Los Miserables
Autor: Víctor Hugo
Quinta Parte: Jean Valjean
Libro primero
La guerra entre cuatro paredes
Cap III : Un claro y nuevas nubes.
Enjolras había ido a hacer un reconocimiento. Salió por la callejuela de Mondétour, haciendo eses pegado a las casas.
Los insurrectos, hemos de decirlo, rebosaban esperanza. La forma en que habían rechazado el ataque nocturno los llevaba casi a desdeñar el ataque del despuntar del día. Lo esperaban y les hacía sonreír. No ponían en duda el éxito de la misma forma que no ponían en duda su causa. Por lo demás, estaba claro que les llegarían refuerzos. Contaban con ellos. Con esa facilidad para profetizar el triunfo que es una de las fuerzas del francés empeñado en un combate, dividían el día que estaba a punto de comenzar en tres fases seguras: a las seis de la mañana, un regimiento «con quien ya se había hablado» cambiaría de bando; a mediodía, la insurrección de París entero; al ponerse el sol, la revolución.
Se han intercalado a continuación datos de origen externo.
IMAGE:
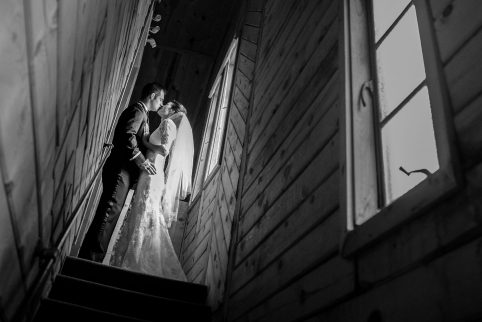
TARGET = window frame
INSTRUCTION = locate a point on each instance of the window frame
(212, 121)
(356, 71)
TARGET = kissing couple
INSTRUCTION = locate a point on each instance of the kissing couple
(138, 158)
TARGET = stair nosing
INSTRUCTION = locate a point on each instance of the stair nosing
(88, 308)
(172, 300)
(120, 269)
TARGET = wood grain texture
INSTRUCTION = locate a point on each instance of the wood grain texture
(60, 98)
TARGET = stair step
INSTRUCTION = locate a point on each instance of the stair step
(125, 302)
(54, 310)
(134, 281)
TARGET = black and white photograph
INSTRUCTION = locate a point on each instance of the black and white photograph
(241, 160)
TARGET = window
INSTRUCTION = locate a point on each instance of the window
(399, 156)
(214, 131)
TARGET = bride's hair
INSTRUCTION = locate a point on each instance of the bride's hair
(178, 107)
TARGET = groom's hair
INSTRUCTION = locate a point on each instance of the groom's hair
(178, 107)
(152, 88)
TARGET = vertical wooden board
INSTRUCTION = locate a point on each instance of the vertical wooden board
(47, 193)
(42, 41)
(325, 139)
(319, 115)
(312, 65)
(318, 244)
(12, 289)
(66, 48)
(296, 27)
(272, 236)
(318, 288)
(80, 39)
(17, 160)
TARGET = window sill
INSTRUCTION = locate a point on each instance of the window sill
(408, 207)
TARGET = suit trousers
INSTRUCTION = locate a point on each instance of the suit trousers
(117, 179)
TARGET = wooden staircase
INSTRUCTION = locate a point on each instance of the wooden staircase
(86, 290)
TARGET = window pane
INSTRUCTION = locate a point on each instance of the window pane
(408, 140)
(400, 67)
(385, 12)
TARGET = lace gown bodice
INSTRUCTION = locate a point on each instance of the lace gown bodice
(143, 243)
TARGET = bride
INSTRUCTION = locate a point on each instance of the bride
(143, 243)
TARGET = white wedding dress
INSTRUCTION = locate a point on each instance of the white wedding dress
(143, 242)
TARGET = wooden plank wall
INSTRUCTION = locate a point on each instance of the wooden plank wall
(287, 265)
(208, 231)
(64, 66)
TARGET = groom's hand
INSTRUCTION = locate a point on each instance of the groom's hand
(148, 167)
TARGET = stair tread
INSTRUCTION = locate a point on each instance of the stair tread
(135, 281)
(122, 301)
(52, 309)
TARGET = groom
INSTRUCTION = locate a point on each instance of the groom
(122, 170)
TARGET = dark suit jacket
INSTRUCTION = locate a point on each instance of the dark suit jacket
(128, 135)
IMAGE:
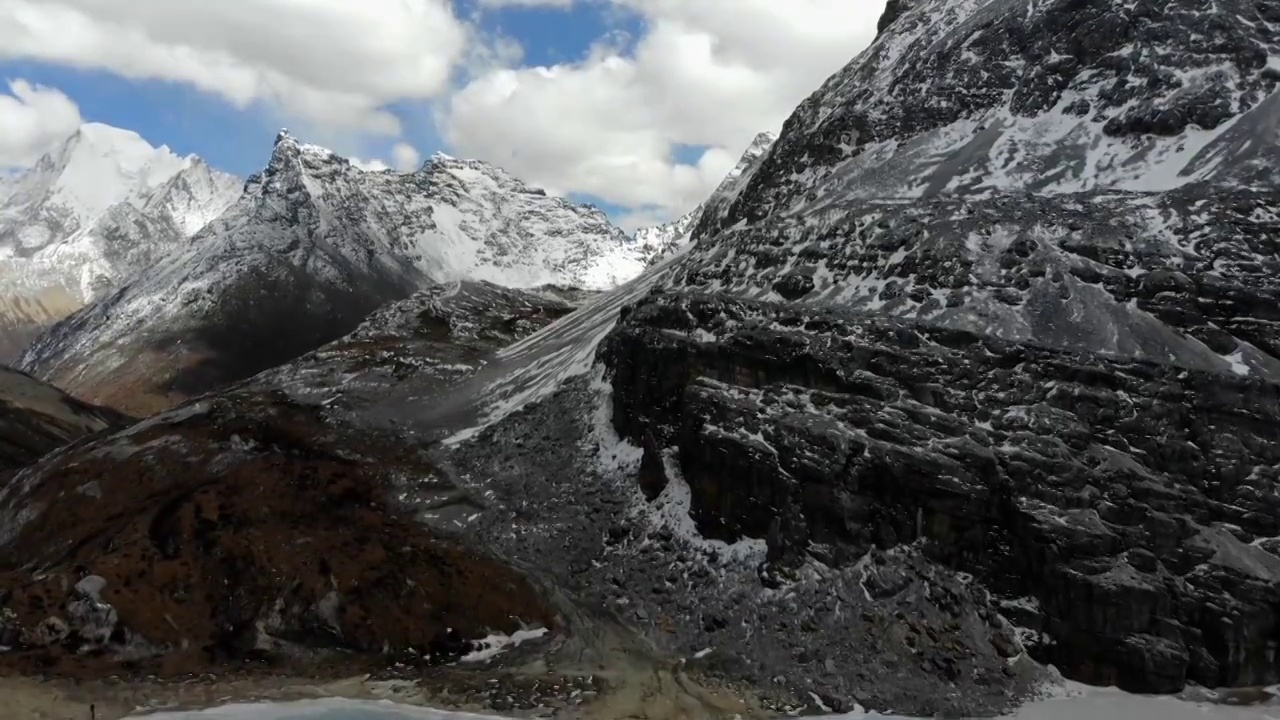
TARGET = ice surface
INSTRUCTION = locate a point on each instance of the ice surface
(1074, 702)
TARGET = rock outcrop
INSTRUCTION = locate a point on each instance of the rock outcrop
(37, 418)
(259, 527)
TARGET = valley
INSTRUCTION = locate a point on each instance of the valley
(965, 382)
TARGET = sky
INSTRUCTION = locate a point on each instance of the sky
(640, 106)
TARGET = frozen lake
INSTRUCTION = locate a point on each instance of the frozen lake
(1074, 703)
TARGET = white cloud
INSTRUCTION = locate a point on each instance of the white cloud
(334, 63)
(32, 121)
(374, 165)
(704, 73)
(405, 156)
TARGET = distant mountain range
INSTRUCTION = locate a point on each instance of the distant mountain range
(310, 249)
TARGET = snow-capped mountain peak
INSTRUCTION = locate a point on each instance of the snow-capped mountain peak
(94, 212)
(663, 240)
(311, 247)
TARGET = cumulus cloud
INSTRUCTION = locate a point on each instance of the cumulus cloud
(334, 63)
(405, 156)
(32, 121)
(711, 73)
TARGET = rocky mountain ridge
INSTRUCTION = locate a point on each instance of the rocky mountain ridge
(928, 397)
(312, 247)
(664, 240)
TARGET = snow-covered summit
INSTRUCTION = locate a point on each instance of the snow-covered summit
(92, 213)
(663, 240)
(314, 246)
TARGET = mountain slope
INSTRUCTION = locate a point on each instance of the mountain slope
(1004, 291)
(37, 418)
(931, 342)
(90, 215)
(312, 247)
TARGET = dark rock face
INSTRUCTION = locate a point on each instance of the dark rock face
(37, 418)
(1004, 290)
(1116, 506)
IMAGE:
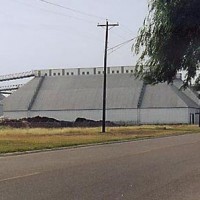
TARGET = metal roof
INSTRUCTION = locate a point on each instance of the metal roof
(85, 92)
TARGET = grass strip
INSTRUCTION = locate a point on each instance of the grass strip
(28, 139)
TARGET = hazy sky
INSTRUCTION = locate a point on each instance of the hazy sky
(36, 35)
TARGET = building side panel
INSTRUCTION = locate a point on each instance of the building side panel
(15, 115)
(164, 116)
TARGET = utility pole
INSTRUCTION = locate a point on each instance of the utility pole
(107, 25)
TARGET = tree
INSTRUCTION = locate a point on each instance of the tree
(169, 41)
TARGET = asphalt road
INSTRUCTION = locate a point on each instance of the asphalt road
(158, 169)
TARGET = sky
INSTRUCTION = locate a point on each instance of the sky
(38, 35)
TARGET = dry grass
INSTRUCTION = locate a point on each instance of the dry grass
(12, 140)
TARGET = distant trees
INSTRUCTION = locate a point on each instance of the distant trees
(169, 41)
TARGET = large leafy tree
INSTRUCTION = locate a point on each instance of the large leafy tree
(169, 41)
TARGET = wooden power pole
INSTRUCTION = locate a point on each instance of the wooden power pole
(107, 25)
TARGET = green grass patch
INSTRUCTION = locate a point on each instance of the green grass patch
(26, 139)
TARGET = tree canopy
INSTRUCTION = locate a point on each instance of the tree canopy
(169, 41)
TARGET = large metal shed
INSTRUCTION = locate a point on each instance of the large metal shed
(67, 94)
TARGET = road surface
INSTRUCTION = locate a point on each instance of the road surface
(157, 169)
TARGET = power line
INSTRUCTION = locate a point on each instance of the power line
(72, 9)
(115, 48)
(57, 13)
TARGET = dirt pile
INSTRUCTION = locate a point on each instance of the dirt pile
(45, 122)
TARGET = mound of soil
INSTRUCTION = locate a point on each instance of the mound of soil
(45, 122)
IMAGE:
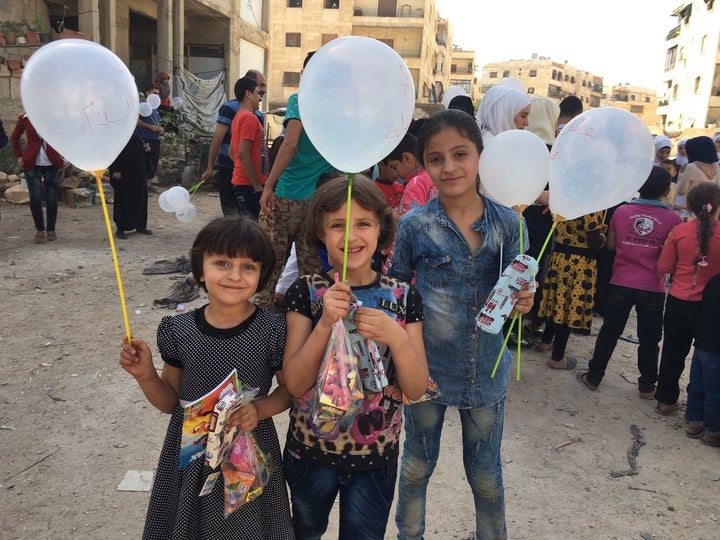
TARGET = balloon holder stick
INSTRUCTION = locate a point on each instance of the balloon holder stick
(108, 226)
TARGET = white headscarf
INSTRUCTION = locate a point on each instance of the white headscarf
(679, 159)
(498, 109)
(544, 113)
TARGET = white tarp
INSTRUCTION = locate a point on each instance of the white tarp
(201, 99)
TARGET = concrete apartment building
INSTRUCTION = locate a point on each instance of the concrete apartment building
(545, 77)
(211, 37)
(462, 72)
(413, 28)
(692, 69)
(642, 102)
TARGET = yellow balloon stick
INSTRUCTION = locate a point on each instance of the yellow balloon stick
(98, 179)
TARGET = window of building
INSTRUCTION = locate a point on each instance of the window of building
(670, 58)
(291, 78)
(292, 39)
(327, 38)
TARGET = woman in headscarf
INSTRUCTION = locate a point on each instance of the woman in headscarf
(501, 109)
(663, 146)
(702, 166)
(681, 157)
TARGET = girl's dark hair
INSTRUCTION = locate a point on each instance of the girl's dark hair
(448, 118)
(233, 236)
(697, 200)
(332, 195)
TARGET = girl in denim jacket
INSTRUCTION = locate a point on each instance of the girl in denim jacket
(456, 246)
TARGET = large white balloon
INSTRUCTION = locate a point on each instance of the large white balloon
(514, 167)
(82, 100)
(144, 109)
(451, 92)
(153, 100)
(164, 203)
(356, 101)
(600, 159)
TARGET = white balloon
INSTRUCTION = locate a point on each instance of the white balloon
(144, 109)
(187, 213)
(600, 159)
(82, 100)
(178, 197)
(164, 203)
(153, 100)
(451, 92)
(353, 123)
(514, 167)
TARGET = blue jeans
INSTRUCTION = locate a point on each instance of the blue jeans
(704, 391)
(679, 324)
(481, 438)
(649, 309)
(50, 176)
(365, 499)
(248, 200)
(228, 202)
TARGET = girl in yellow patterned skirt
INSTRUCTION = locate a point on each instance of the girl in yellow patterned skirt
(569, 288)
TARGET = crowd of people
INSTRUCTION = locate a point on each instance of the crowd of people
(419, 245)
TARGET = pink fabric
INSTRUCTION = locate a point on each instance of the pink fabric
(678, 257)
(641, 230)
(419, 189)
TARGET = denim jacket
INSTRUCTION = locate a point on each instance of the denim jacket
(454, 284)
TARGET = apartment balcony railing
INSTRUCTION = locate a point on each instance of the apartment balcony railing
(405, 12)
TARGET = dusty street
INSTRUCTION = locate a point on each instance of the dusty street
(73, 422)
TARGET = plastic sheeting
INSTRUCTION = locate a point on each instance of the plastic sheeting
(201, 99)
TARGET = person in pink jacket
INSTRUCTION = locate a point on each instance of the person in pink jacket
(691, 255)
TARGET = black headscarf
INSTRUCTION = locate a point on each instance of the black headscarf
(701, 149)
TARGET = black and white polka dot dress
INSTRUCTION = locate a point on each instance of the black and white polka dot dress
(207, 355)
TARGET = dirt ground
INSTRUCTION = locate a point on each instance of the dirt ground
(73, 422)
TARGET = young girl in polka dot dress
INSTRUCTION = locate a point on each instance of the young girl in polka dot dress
(356, 456)
(232, 259)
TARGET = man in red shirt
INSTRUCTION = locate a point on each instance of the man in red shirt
(246, 140)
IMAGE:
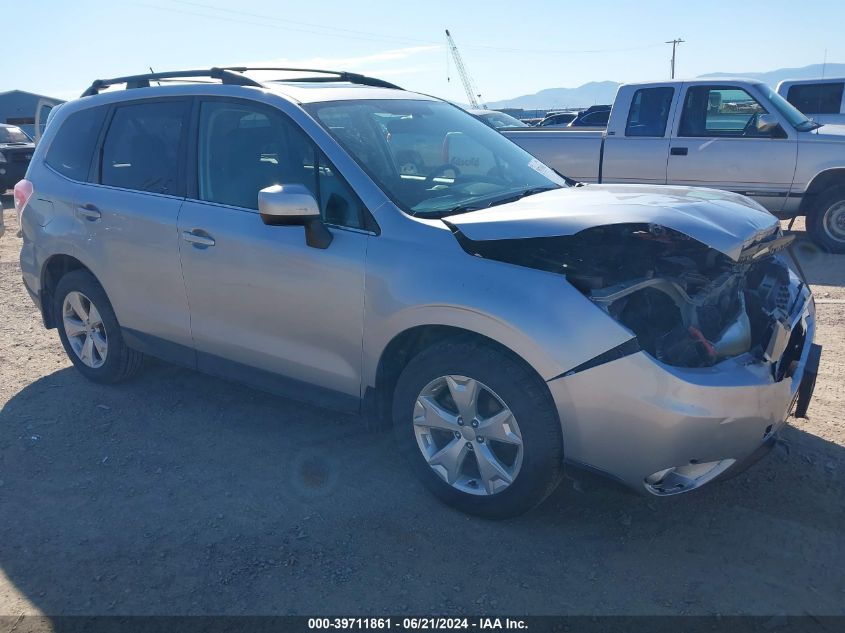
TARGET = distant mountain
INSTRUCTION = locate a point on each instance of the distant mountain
(586, 95)
(604, 91)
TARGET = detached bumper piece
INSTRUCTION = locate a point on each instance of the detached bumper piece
(808, 382)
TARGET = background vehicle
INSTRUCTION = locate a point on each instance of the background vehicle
(380, 251)
(557, 119)
(594, 116)
(15, 153)
(823, 100)
(496, 119)
(731, 134)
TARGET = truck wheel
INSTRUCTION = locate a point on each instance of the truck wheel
(90, 332)
(826, 222)
(478, 428)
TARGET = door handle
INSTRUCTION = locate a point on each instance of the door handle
(88, 212)
(198, 239)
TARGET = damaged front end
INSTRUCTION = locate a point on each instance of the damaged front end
(688, 304)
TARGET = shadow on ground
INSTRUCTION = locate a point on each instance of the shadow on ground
(179, 493)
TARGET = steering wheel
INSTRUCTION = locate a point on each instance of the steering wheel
(441, 169)
(750, 128)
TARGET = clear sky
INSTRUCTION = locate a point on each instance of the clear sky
(510, 48)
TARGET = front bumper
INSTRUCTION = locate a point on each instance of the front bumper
(635, 417)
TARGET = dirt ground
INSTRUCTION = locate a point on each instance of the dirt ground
(183, 494)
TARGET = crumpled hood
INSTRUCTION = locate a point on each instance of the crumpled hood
(722, 220)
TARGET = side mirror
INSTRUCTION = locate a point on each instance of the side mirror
(291, 205)
(767, 124)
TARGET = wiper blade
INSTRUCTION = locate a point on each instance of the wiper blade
(520, 195)
(442, 213)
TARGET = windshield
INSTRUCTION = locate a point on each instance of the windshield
(432, 158)
(13, 134)
(790, 112)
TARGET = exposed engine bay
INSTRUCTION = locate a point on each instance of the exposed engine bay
(689, 304)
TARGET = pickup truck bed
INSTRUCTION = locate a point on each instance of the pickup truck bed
(731, 134)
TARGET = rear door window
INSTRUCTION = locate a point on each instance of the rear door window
(649, 112)
(817, 98)
(72, 149)
(143, 146)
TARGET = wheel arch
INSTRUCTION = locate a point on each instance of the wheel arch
(406, 345)
(820, 183)
(54, 268)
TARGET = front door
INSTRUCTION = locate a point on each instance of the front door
(636, 151)
(266, 307)
(717, 144)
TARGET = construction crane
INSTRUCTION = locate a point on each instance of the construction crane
(469, 86)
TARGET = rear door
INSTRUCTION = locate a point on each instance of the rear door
(265, 307)
(127, 217)
(716, 144)
(637, 143)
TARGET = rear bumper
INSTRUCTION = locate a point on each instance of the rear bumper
(10, 174)
(636, 419)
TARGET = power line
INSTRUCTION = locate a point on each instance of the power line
(237, 16)
(674, 44)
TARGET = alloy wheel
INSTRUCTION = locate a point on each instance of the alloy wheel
(84, 329)
(468, 435)
(834, 222)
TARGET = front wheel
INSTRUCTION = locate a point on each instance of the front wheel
(826, 222)
(478, 428)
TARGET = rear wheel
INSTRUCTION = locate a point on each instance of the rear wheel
(826, 222)
(478, 428)
(90, 332)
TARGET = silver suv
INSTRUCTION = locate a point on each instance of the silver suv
(337, 239)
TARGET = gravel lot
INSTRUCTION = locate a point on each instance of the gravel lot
(182, 494)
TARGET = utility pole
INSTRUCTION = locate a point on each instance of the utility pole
(674, 44)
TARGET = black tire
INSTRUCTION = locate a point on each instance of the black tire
(819, 216)
(529, 401)
(121, 361)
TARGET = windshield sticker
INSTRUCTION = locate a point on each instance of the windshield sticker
(546, 171)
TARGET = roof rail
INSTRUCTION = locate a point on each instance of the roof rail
(330, 75)
(225, 75)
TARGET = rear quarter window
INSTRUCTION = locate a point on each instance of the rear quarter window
(72, 148)
(816, 98)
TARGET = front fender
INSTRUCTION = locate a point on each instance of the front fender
(536, 314)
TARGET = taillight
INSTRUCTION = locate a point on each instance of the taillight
(23, 192)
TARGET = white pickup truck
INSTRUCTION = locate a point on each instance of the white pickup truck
(733, 134)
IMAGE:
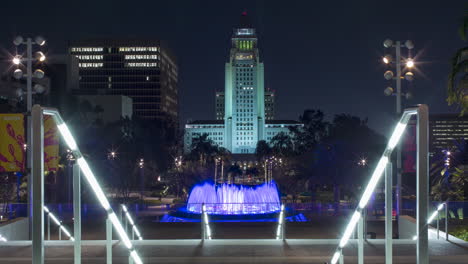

Se oía el toque de rebato de Saint-Merry, que no había callado un minuto desde el día anterior, lo cual demostraba que la otra barricada, la grande, la de Charles Jeanne, seguía en su sitio.
Todas aquellas esperanzas iban de un grupo a otro como un cuchicheo alegre y temible que se parecía al zumbido guerrero de una colmena de abejas.
Regresó Enjolras. Volvía de su oscuro paseo de águila por las tinieblas exteriores. Se quedó un rato escuchando todo aquel júbilo con los brazos cruzados y una mano en la boca. Luego, lozano y sonrosado entre la blancura de la mañana, que iba creciendo, dijo:
—Interviene todo el ejército de París. La tercera parte de ese ejército se centra en la barricada en que estáis. Además está la Guardia Nacional. He visto los chacós del 5.º de infantería ligera y los guiones de la sexta legión. Os atacarán dentro de una hora. En lo que al pueblo se refiere, ayer hubo efervescencia, pero esta mañana ya no se mueve. Ni hay esperanza ni hay nada que esperar. Ni de un arrabal ni de un regimiento. Os han abandonado.
Esas palabras cayeron en pleno zumbido de los grupos e hicieron en ellos el mismo efecto que la primera gota de la tormenta en un enjambre. Todos se quedaron callados. Hubo un momento de silencio indecible en que se podría haber oído a la muerte pasar volando.
Fue un momento breve.
Una voz, desde lo hondo del grupo menos destacado, le gritó a Enjolras:
—Bien está. Vamos a subir la barricada veinte pies y aquí nos quedaremos todos. Ciudadanos, hagamos el juramento de los cadáveres. Que se vea que, aunque el pueblo abandone a los republicanos, los republicanos no abandonan al pueblo.
Esas palabras apartaban el pensamiento de todos de las ansiedades individuales. Las recibió una aclamación entusiasta.
Nunca se supo cómo se llamaba el hombre que habló así; fue cualquier obrero ignorado, un desconocido, un olvidado, un héroe que pasó por allí, ese magno anónimo que siempre se halla en las crisis humanas y en las génesis sociales y que, en determinado momento, dice de forma suprema la frase decisiva y se desvanece en las tinieblas tras haber sido, por un minuto, entre el resplandor de un relámpago, el pueblo y Dios.